Llegó tarde por su participación en la Copa América. Las prisas por incorporarla al grupo le pasaron factura y sufrió una lesión que le impidió participar en las primeras jornadas de liga. Sin embargo, Espe Pizarro emergió ante el Levante para dejar muestras de las virtudes con las que puede ayudar al Dépor Abanca a superar el gran bache de juego y resultados que atraviesa en el primer tramo de temporada Liga F. Volvió loca a Alma, su pareja de baile en la línea de cal. Desbordó, encaró hacia dentro y probó con asiduidad un disparo desde la frontal que tuvo sobre aviso siempre a Coronado. No marcó ni asistió, pero la uruguaya dejó un recital en su primera gran actuación en Riazor.

El Dépor Abanca tenía ante el Levante poco menos que una final anticipada. Un equipo que llevaba dos meses sin ganar recibía a uno que todavía no conoce la victoria. La guerra de necesidades se libró en el campo de batalla de las líneas de cal. Mientras Ainhoa Marín atraía todas las miradas, y buena parte de las acciones ofensivas del equipo blanquiazul, Espe Pizarro esperaba en silencio en el costado opuesto.

El movimiento de Samara hacia dentro, ubicada durante varios tramos casi como una centrocampista más en ataque, permitía a la uruguaya esperar la oportunidad idónea para hacer daño atacando en profundidad por el costado izquierdo. Así consiguió superar en más de una ocasión a Alma, buscando la línea de cal y poniendo balones al área. Marisa no acertó a embocar el pase que le puso la charrúa. La propia Pizarro también se sumó a la ofensiva con varios disparos desde fuera del área, buscándose el hueco en la media luna, y a punto estuvo de sorprender a Coronado.

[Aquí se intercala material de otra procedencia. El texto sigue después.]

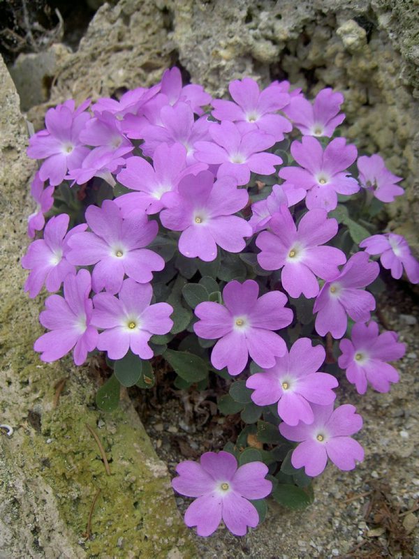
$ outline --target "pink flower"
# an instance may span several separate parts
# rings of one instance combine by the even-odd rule
[[[326,87],[317,94],[312,105],[304,97],[294,97],[284,112],[304,135],[331,137],[345,119],[343,113],[338,114],[343,102],[341,93]]]
[[[286,297],[271,291],[258,298],[259,286],[253,280],[240,283],[230,281],[224,288],[225,306],[219,303],[200,303],[195,314],[200,318],[193,325],[197,336],[216,342],[211,362],[219,370],[227,367],[230,375],[238,375],[249,355],[259,366],[272,367],[275,357],[286,351],[282,338],[273,330],[291,324],[293,311],[284,308]]]
[[[153,351],[147,342],[152,336],[168,334],[173,326],[169,318],[173,308],[167,303],[150,305],[152,296],[150,283],[137,283],[131,278],[123,281],[119,299],[109,293],[95,295],[91,324],[104,329],[98,349],[107,351],[111,359],[122,359],[129,349],[141,359],[151,359]]]
[[[67,170],[80,167],[89,153],[83,144],[80,133],[90,120],[90,114],[84,112],[89,101],[77,110],[74,101],[66,101],[54,109],[48,109],[45,114],[46,130],[31,136],[27,153],[32,159],[45,159],[39,169],[41,181],[50,180],[55,186],[64,179]]]
[[[168,229],[182,232],[182,254],[210,262],[216,257],[217,245],[230,253],[240,253],[246,246],[243,237],[251,235],[251,227],[232,214],[244,207],[248,199],[247,192],[239,190],[231,177],[214,182],[212,172],[202,171],[196,177],[184,177],[177,193],[164,195],[167,209],[160,218]]]
[[[74,362],[82,365],[87,353],[96,348],[98,331],[90,325],[93,304],[90,295],[90,274],[79,270],[64,278],[64,297],[51,295],[45,301],[46,311],[39,315],[47,332],[35,342],[35,351],[49,363],[61,359],[73,349]]]
[[[282,268],[281,281],[286,291],[297,298],[316,297],[319,290],[316,276],[330,280],[339,274],[344,264],[344,253],[334,246],[320,246],[337,233],[337,221],[328,219],[320,208],[307,211],[297,229],[289,211],[282,205],[270,222],[270,231],[256,239],[259,265],[265,270]]]
[[[272,193],[265,200],[251,204],[252,216],[249,223],[251,225],[253,233],[266,229],[272,216],[279,211],[283,204],[289,208],[303,200],[305,195],[306,191],[304,188],[297,188],[289,184],[285,187],[282,184],[274,184]]]
[[[52,217],[45,225],[44,238],[31,243],[22,258],[22,267],[31,270],[24,284],[31,298],[36,297],[44,283],[48,291],[58,291],[66,276],[75,274],[75,267],[66,258],[68,242],[87,225],[82,223],[67,233],[69,221],[66,214]]]
[[[364,239],[360,246],[368,254],[381,254],[381,265],[391,271],[395,279],[402,277],[404,268],[409,281],[419,283],[419,262],[411,253],[409,246],[402,235],[395,233],[372,235]]]
[[[254,80],[244,77],[231,82],[228,89],[235,103],[221,99],[212,103],[212,116],[218,120],[237,123],[241,132],[266,132],[275,142],[284,140],[284,133],[293,129],[288,120],[275,114],[290,101],[289,95],[278,87],[271,85],[260,91]]]
[[[399,382],[399,373],[386,362],[402,357],[406,345],[397,341],[395,332],[378,335],[378,325],[374,322],[354,325],[351,338],[339,344],[339,366],[346,369],[348,380],[360,394],[365,394],[368,382],[378,392],[388,392],[390,383]]]
[[[395,196],[404,194],[404,190],[396,184],[402,177],[391,173],[379,155],[362,156],[358,158],[357,165],[361,186],[370,191],[381,202],[394,202]]]
[[[301,143],[293,142],[291,154],[301,167],[284,167],[279,177],[285,179],[286,184],[290,182],[308,191],[309,209],[323,208],[330,211],[337,205],[337,194],[359,191],[359,184],[346,171],[356,159],[356,147],[346,145],[345,138],[335,138],[323,151],[318,140],[303,136]]]
[[[105,200],[101,208],[89,206],[86,221],[92,232],[73,235],[67,255],[77,266],[96,266],[91,274],[94,291],[105,289],[117,293],[126,274],[140,283],[150,281],[152,271],[164,268],[159,255],[143,247],[157,234],[156,221],[148,221],[145,214],[135,214],[123,219],[119,207]]]
[[[341,338],[348,324],[346,313],[355,322],[367,322],[375,308],[375,299],[361,288],[372,283],[379,271],[377,262],[369,262],[365,253],[351,256],[340,274],[325,283],[316,299],[316,331],[321,336],[330,332],[335,339]]]
[[[308,338],[297,340],[273,367],[247,379],[246,386],[254,389],[252,401],[258,405],[278,402],[278,415],[288,425],[313,423],[310,403],[325,405],[336,398],[332,389],[338,385],[336,378],[316,372],[325,356],[323,348],[313,347]]]
[[[207,168],[205,163],[187,166],[186,149],[181,144],[161,144],[153,156],[153,166],[142,157],[130,157],[126,166],[117,175],[117,180],[138,193],[119,196],[115,200],[121,208],[123,217],[132,211],[143,209],[149,214],[157,214],[164,207],[161,197],[166,192],[177,190],[184,177],[196,175]]]
[[[265,150],[275,143],[270,134],[260,131],[242,133],[233,122],[211,124],[212,142],[198,142],[196,157],[198,161],[219,165],[217,177],[234,177],[239,185],[247,184],[251,171],[260,174],[273,174],[274,165],[282,159]]]
[[[334,410],[333,403],[312,404],[311,408],[314,421],[311,425],[279,425],[283,437],[300,442],[291,455],[292,465],[297,469],[304,466],[311,477],[321,474],[328,458],[339,470],[353,470],[355,461],[364,459],[362,447],[350,436],[362,426],[362,418],[355,413],[355,406],[345,404]]]
[[[181,495],[198,498],[186,509],[186,525],[196,526],[200,536],[210,536],[223,520],[235,535],[244,536],[247,526],[259,523],[258,512],[248,500],[262,499],[272,491],[272,482],[265,479],[267,471],[262,462],[237,468],[233,454],[223,450],[205,452],[200,463],[181,462],[172,486]]]
[[[42,231],[45,224],[44,214],[52,207],[54,204],[54,186],[44,188],[44,183],[37,172],[31,184],[31,194],[36,202],[36,209],[28,217],[28,237],[33,239],[36,231]]]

Ya con el marcador a favor, la uruguaya rozó la sentencia con un saque de esquina que casi convierte en un gol olímpico y siguió empujando hasta que Michi Apóstol la reemplazó a diez minutos del final. Destellos notables que, aunque no tuvieron el premio individual, ayudaron a desatascar las ideas de un Dépor Abanca ofuscado durante los dos primeros meses de competición.